Deadline: Sept. 1 for Westerns, Sept. 22 for Chicago
Chicago Story Press: Triumphant stories of resilience
For its upcoming “Storytellers’ True Stories of Triumph” anthology, Chicago Story Press is looking for nonfiction submissions “from individuals who have overcome life’s most formidable challenges.” Send previously unpublished personal narratives between 1,000 and 2,000 words. Responses will be sent 30 to 60 days after the final deadline. Payment is $25; $5 submission fee.
Deadline: Sept. 1
Parabola: “Comfort & Joy” submissions
Parabola, “a quarterly journal devoted to the exploration of the quest for meaning as it is expressed in the world’s myths, symbols, and religious traditions,” is calling for submissions for its winter issue, which will have a theme of “Comfort & Joy.” Send “well-researched, objective, and unsentimental” articles or translations (1,000 to 3,000 words) or up to five poems. No submission fees.
Deadline: Sept. 1
Honeyguide Magazine: Connections between humans and animals
Send poetry, fiction, and nonfiction about animals and humans to Honeyguide Magazine for consideration in its next issue. “We accept pieces from the perspective of animals that are as present and authoritative as human characters, the reciprocal bond between human and animal that bewildered, challenged and changed the human, and discoveries that reveal how close in space and mind the animal and human kingdoms are,” editors explain.

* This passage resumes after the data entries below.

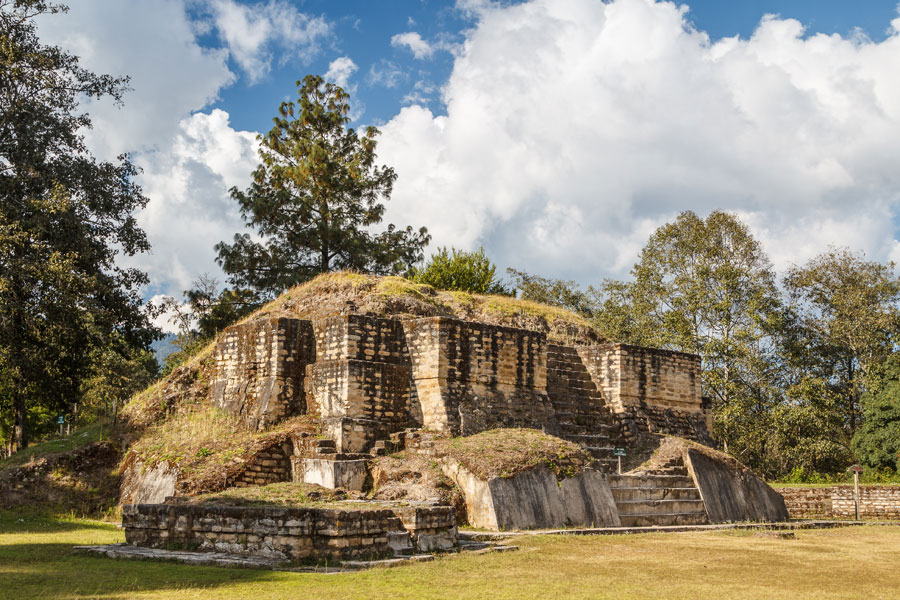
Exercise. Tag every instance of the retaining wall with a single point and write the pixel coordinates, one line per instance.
(837, 502)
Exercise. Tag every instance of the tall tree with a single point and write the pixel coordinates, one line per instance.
(706, 286)
(314, 199)
(64, 217)
(848, 321)
(452, 269)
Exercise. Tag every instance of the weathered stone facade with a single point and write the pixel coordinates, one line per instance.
(287, 533)
(260, 368)
(471, 377)
(837, 502)
(650, 390)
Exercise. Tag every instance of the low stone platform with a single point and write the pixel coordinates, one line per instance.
(476, 535)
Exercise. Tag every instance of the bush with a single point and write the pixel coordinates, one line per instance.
(452, 269)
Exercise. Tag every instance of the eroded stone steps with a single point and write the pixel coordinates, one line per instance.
(660, 520)
(647, 499)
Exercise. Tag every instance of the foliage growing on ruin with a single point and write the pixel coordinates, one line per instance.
(290, 493)
(506, 452)
(314, 199)
(207, 445)
(459, 270)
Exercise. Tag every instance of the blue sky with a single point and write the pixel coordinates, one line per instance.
(363, 30)
(558, 134)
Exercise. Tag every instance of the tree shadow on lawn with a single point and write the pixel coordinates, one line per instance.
(53, 570)
(26, 522)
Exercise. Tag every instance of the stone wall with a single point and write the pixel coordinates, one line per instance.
(360, 385)
(260, 367)
(287, 533)
(271, 465)
(470, 377)
(837, 502)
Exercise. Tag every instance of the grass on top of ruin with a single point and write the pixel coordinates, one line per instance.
(846, 563)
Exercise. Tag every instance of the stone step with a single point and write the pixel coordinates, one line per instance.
(650, 481)
(590, 439)
(599, 452)
(659, 507)
(685, 493)
(661, 520)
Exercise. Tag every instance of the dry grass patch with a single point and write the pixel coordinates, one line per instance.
(852, 563)
(275, 494)
(208, 446)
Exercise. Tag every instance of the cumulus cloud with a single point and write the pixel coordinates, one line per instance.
(340, 70)
(190, 209)
(412, 40)
(253, 31)
(190, 159)
(574, 129)
(385, 73)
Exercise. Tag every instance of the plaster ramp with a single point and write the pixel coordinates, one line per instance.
(535, 499)
(731, 494)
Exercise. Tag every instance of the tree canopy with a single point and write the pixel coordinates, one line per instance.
(315, 199)
(64, 218)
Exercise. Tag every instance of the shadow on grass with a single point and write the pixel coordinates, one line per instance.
(26, 521)
(53, 570)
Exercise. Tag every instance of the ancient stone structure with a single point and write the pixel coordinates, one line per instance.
(838, 502)
(260, 369)
(367, 378)
(290, 533)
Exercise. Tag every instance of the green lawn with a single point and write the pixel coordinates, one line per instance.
(855, 562)
(80, 437)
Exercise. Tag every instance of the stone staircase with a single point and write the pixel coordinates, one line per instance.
(665, 496)
(581, 413)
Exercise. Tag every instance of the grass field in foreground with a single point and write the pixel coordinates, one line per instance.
(854, 562)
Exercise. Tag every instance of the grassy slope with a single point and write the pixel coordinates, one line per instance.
(178, 426)
(844, 563)
(80, 437)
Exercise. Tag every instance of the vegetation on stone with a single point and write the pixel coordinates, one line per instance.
(458, 270)
(66, 219)
(314, 199)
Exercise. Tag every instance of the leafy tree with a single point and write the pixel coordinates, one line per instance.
(117, 372)
(847, 321)
(314, 200)
(555, 292)
(452, 269)
(706, 286)
(877, 441)
(64, 217)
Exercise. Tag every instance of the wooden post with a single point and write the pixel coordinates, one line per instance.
(857, 469)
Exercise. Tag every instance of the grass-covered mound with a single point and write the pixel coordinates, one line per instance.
(207, 446)
(275, 494)
(506, 452)
(342, 293)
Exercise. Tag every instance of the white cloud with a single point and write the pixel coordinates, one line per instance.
(575, 128)
(340, 70)
(167, 83)
(412, 40)
(385, 73)
(189, 160)
(190, 209)
(253, 31)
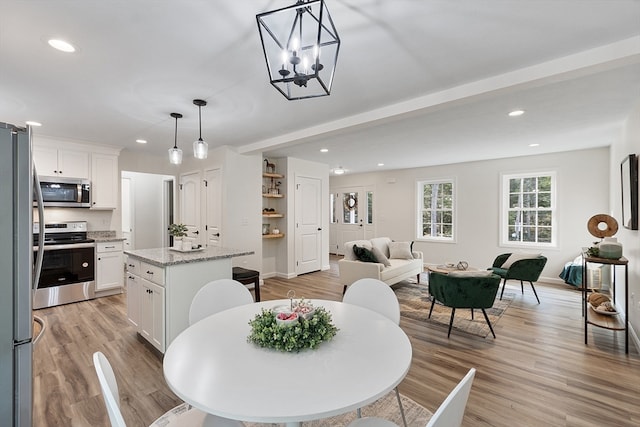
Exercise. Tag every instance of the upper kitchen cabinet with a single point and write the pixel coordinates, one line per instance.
(104, 181)
(53, 161)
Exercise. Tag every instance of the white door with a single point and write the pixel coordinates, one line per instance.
(190, 191)
(351, 207)
(213, 201)
(308, 231)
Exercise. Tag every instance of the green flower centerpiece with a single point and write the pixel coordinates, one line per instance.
(305, 333)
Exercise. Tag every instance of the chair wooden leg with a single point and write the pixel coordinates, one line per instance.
(453, 313)
(404, 420)
(534, 292)
(488, 323)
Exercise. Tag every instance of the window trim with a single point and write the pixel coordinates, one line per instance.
(504, 210)
(418, 211)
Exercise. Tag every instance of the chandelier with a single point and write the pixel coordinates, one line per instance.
(300, 45)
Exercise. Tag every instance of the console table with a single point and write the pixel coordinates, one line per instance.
(612, 322)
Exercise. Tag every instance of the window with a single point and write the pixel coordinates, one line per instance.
(436, 210)
(528, 217)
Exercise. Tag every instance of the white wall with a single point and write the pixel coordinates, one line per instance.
(629, 143)
(582, 191)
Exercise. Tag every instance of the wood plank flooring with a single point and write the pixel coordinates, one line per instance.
(537, 372)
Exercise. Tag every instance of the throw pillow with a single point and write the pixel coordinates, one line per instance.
(517, 257)
(382, 258)
(400, 250)
(364, 254)
(467, 273)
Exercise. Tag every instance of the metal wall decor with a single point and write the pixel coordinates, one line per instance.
(300, 45)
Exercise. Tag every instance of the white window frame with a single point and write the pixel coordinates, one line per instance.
(504, 210)
(419, 208)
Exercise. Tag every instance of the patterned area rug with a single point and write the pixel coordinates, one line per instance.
(415, 304)
(386, 408)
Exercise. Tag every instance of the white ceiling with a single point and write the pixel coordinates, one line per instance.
(418, 82)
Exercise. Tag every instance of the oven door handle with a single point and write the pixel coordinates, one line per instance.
(69, 246)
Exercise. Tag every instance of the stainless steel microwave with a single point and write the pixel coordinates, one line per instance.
(65, 192)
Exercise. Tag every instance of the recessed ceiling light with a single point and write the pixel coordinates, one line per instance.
(61, 45)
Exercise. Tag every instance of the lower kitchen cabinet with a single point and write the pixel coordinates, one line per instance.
(108, 265)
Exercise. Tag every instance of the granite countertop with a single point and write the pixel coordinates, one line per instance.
(163, 257)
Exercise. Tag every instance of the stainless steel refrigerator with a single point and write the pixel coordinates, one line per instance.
(17, 275)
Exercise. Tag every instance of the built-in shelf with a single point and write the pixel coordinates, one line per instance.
(272, 236)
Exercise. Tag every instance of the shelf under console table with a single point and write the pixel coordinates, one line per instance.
(591, 317)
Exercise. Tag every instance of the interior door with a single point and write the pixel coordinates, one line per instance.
(190, 190)
(213, 201)
(308, 231)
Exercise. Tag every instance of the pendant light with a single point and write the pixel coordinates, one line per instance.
(175, 154)
(200, 148)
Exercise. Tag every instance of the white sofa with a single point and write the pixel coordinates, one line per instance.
(352, 269)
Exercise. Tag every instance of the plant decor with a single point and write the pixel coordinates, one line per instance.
(306, 333)
(178, 230)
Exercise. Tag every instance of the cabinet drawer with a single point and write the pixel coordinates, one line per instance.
(133, 266)
(108, 247)
(152, 273)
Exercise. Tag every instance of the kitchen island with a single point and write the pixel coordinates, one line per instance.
(161, 283)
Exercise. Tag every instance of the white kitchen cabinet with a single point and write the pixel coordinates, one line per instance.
(108, 265)
(104, 181)
(134, 294)
(53, 161)
(152, 313)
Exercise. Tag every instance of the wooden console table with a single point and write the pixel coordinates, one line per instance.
(612, 322)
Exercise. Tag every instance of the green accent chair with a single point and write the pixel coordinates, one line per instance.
(524, 270)
(464, 292)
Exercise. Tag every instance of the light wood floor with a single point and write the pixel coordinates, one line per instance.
(537, 372)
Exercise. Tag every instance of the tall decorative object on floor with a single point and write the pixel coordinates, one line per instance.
(300, 45)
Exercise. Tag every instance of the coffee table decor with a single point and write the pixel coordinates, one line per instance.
(292, 327)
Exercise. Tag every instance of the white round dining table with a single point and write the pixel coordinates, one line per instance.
(212, 366)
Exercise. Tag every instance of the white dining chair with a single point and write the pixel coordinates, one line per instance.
(183, 415)
(217, 296)
(448, 414)
(377, 296)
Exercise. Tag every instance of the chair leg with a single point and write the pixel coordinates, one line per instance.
(534, 292)
(488, 323)
(404, 420)
(453, 313)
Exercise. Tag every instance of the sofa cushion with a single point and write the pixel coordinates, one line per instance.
(397, 268)
(348, 248)
(364, 254)
(382, 243)
(400, 250)
(382, 259)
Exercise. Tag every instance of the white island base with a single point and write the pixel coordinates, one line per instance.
(161, 285)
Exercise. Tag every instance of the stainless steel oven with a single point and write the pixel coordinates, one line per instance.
(68, 265)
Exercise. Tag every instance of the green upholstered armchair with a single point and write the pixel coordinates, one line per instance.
(524, 270)
(464, 292)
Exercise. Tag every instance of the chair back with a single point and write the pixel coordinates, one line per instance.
(451, 411)
(374, 295)
(217, 296)
(109, 388)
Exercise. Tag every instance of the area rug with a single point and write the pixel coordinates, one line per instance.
(415, 304)
(386, 408)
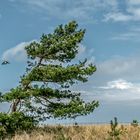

Send one fiction (flash, literary, historical, and young adult genres preferred) or nonfiction piece up to 3,000 words or up to 5 poems (20 lines max per poem). All contributors receive a free digital copy of the issue and 50% off the print issue; contributors chosen to be featured on the website will also receive $25.
Deadline: Sept. 2
Free Verse Revolution: “Compass” poetry & prose
Send compass-themed poems and prose to Free Verse Revolution for consideration in its 11th issue. Submit up to 4 poems not exceeding 40 lines or two pieces of prose up to 2,000 words each. No submission fees, no payments.
Deadline: Sept. 3
Orion’s Beau: “Transformation and the Power of Love” LGBTQ+ SFF
The fall issue of the LGBTQ+ SFF journal Orion’s Beau has a theme of “Transformation and the Power of Love.” Fiction submissions should be 5,000 words or less, although longer works will be considered for serialization. Poets may send up to five poems. There are no entry fees, and contributors will be paid $3 for each accepted work.
Deadline: Sept. 10
Starlite Pulp: Pulp fiction
For its upcoming winter issue, Starlite Pulp seeks pulp fiction in a wide range of sizes, from flash to “20k word beasts.” Any genre related to pulp is fair game, including “crime/noir, sci fi, horror, fantasy, and any genre-mixing that goes on in-between.” Submissions are $3, and payment is $25, a contributor’s copy, and inclusion in a podcast with all the authors in the issue.